Leavenworth sees close to 2 million visitors per year. “So we see a lot of folks from outside of Leavenworth, especially on the weekends, coming into clinic and to the ER. But Monday to Friday, it’s mostly locals,” including many retirees and other members of the second-home community that exists in Leavenworth as well.

Corey on early morning ski patrol doing avalanche control.
Corey on early morning ski patrol doing avalanche control.

All this follows what Corey confesses was “a stressful” didactic year back in Seattle. “I was really impressed with all that was covered, but it was way harder than I thought it was going to be,” he says. “My wife and I stacked the deck against us, too, by having a child over on this side of the mountains right in the middle of the didactic year. So I’ve been commuting back and forth every weekend. Didactic year is already hard, and that made it harder. My wife really made it all possible and is an amazing support.”

At this point, Corey Rubinfeld isn’t sure where his next rotation will take him. But he’s certain that after completing his rotations and successfully graduating from MEDEX, he would like to end up right back to where he is now: home.

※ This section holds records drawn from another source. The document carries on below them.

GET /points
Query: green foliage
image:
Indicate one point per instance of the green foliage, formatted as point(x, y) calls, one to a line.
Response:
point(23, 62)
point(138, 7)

“Somewhere I got into this thinking, ‘Wow, Lucca has a really fun and stimulating gig in family practice and in the ER.’ So I would love to end up working here in Leavenworth, or down valley further in Wenatchee. There are lots of good options with other clinics, family practice and ER. Moral of the story— this is our home. I love being in a small town and it would be great to stay a part of this small community.”